With the advent of FreePBX 13, a new “local” firewall has been added. You need to either set it up so that it is configured correctly or disable it completely. Having it up partially will cause all kinds of problems like this. There is a Wiki page (IIRC) on setting up the new firewall. Note that some of the settings only make sense once you understand what the author means, so you can’t just throw it together slap-dash.

If the traffic is not getting to your machine (wireshark would be a good tool for troubleshooting this part), then the firewall is blocking it. If the machine is, in fact, getting the packets and ignoring them, the local firewall is probably to blame.

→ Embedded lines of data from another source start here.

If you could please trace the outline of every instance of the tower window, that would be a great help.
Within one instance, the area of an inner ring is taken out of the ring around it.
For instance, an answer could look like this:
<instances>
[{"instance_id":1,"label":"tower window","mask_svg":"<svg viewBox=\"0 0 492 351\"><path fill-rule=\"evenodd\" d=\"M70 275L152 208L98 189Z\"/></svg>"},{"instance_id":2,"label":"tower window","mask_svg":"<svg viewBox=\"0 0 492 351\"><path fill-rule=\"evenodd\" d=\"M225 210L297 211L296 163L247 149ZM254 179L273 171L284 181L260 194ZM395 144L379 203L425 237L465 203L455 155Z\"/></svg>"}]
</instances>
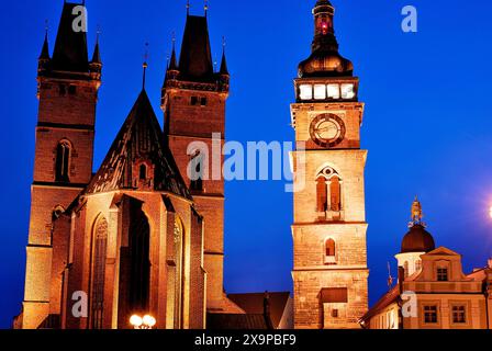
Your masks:
<instances>
[{"instance_id":1,"label":"tower window","mask_svg":"<svg viewBox=\"0 0 492 351\"><path fill-rule=\"evenodd\" d=\"M355 97L354 84L342 84L342 99L354 99Z\"/></svg>"},{"instance_id":2,"label":"tower window","mask_svg":"<svg viewBox=\"0 0 492 351\"><path fill-rule=\"evenodd\" d=\"M438 268L437 269L437 281L438 282L447 282L449 280L448 269L447 268Z\"/></svg>"},{"instance_id":3,"label":"tower window","mask_svg":"<svg viewBox=\"0 0 492 351\"><path fill-rule=\"evenodd\" d=\"M324 177L317 178L316 181L316 192L317 192L317 212L327 211L327 188L326 179Z\"/></svg>"},{"instance_id":4,"label":"tower window","mask_svg":"<svg viewBox=\"0 0 492 351\"><path fill-rule=\"evenodd\" d=\"M105 257L108 251L108 222L99 218L94 226L92 269L92 328L102 329L104 307Z\"/></svg>"},{"instance_id":5,"label":"tower window","mask_svg":"<svg viewBox=\"0 0 492 351\"><path fill-rule=\"evenodd\" d=\"M327 84L328 99L340 99L340 86L338 84Z\"/></svg>"},{"instance_id":6,"label":"tower window","mask_svg":"<svg viewBox=\"0 0 492 351\"><path fill-rule=\"evenodd\" d=\"M76 86L69 86L68 87L68 93L70 95L75 95L77 93L77 87Z\"/></svg>"},{"instance_id":7,"label":"tower window","mask_svg":"<svg viewBox=\"0 0 492 351\"><path fill-rule=\"evenodd\" d=\"M326 86L325 84L315 84L314 86L314 99L316 99L316 100L325 100L326 99Z\"/></svg>"},{"instance_id":8,"label":"tower window","mask_svg":"<svg viewBox=\"0 0 492 351\"><path fill-rule=\"evenodd\" d=\"M67 141L62 141L56 147L55 161L55 181L68 182L68 172L70 170L70 145Z\"/></svg>"},{"instance_id":9,"label":"tower window","mask_svg":"<svg viewBox=\"0 0 492 351\"><path fill-rule=\"evenodd\" d=\"M342 212L342 179L326 167L316 179L317 212Z\"/></svg>"},{"instance_id":10,"label":"tower window","mask_svg":"<svg viewBox=\"0 0 492 351\"><path fill-rule=\"evenodd\" d=\"M455 322L455 324L466 324L467 322L466 306L452 306L452 322Z\"/></svg>"},{"instance_id":11,"label":"tower window","mask_svg":"<svg viewBox=\"0 0 492 351\"><path fill-rule=\"evenodd\" d=\"M327 239L325 241L325 264L334 264L336 262L336 245L335 240Z\"/></svg>"},{"instance_id":12,"label":"tower window","mask_svg":"<svg viewBox=\"0 0 492 351\"><path fill-rule=\"evenodd\" d=\"M139 179L141 180L146 180L147 179L147 166L145 166L145 165L141 165L141 168L139 168Z\"/></svg>"},{"instance_id":13,"label":"tower window","mask_svg":"<svg viewBox=\"0 0 492 351\"><path fill-rule=\"evenodd\" d=\"M331 195L331 210L334 212L342 211L342 199L340 199L340 180L338 177L332 178L332 183L329 184L329 195Z\"/></svg>"},{"instance_id":14,"label":"tower window","mask_svg":"<svg viewBox=\"0 0 492 351\"><path fill-rule=\"evenodd\" d=\"M437 306L424 306L424 322L437 324Z\"/></svg>"},{"instance_id":15,"label":"tower window","mask_svg":"<svg viewBox=\"0 0 492 351\"><path fill-rule=\"evenodd\" d=\"M313 86L302 84L299 87L299 97L301 100L312 100L313 99Z\"/></svg>"},{"instance_id":16,"label":"tower window","mask_svg":"<svg viewBox=\"0 0 492 351\"><path fill-rule=\"evenodd\" d=\"M59 84L59 95L65 97L67 94L67 87L65 84Z\"/></svg>"},{"instance_id":17,"label":"tower window","mask_svg":"<svg viewBox=\"0 0 492 351\"><path fill-rule=\"evenodd\" d=\"M200 151L197 151L191 158L191 181L190 190L203 191L203 157Z\"/></svg>"}]
</instances>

At this point, more details would help. Telling us your network architecture would be a big help.

Things we are pretty sure about:

  • Port 5060 is working for your local phones from the local network.

This could mean that your firewall is completely off or that your local network has been identified as “safe” and the local firewall is allowing that traffic to pass.

  • You have “port forwarded” TCP ports 5060, 5061, and UDP ports 10000-20000 from your firewall to the PBX.

You say your actually forwarded UDP ports 5060 and 5061, but that’s so wrong I assume you meant you did the right thing and just mistyped. There’s no way that you could really do this and expect it to work, so you get the benefit of the doubt.

  • You have an ITSP that you are using for your incoming phone number.

You asserted this, indirectly.

  • Enabling and disabling trunks is working as one would expect.

When you disable an outbound trunk and can’t place an outgoing call, that makes sense. That’s what disabling a trunk does.

As far as why 12 works and 13 doesn’t, I couldn’t tell you. The big difference between the two is the local firewall, so if the configuration of all of your firewall equipment is correct, the configuration should work The local firewall is more of an impediment than a help in a PBX that doesn’t connect directly to the Internet, especially if you have a good, working firewall in front of your PBX.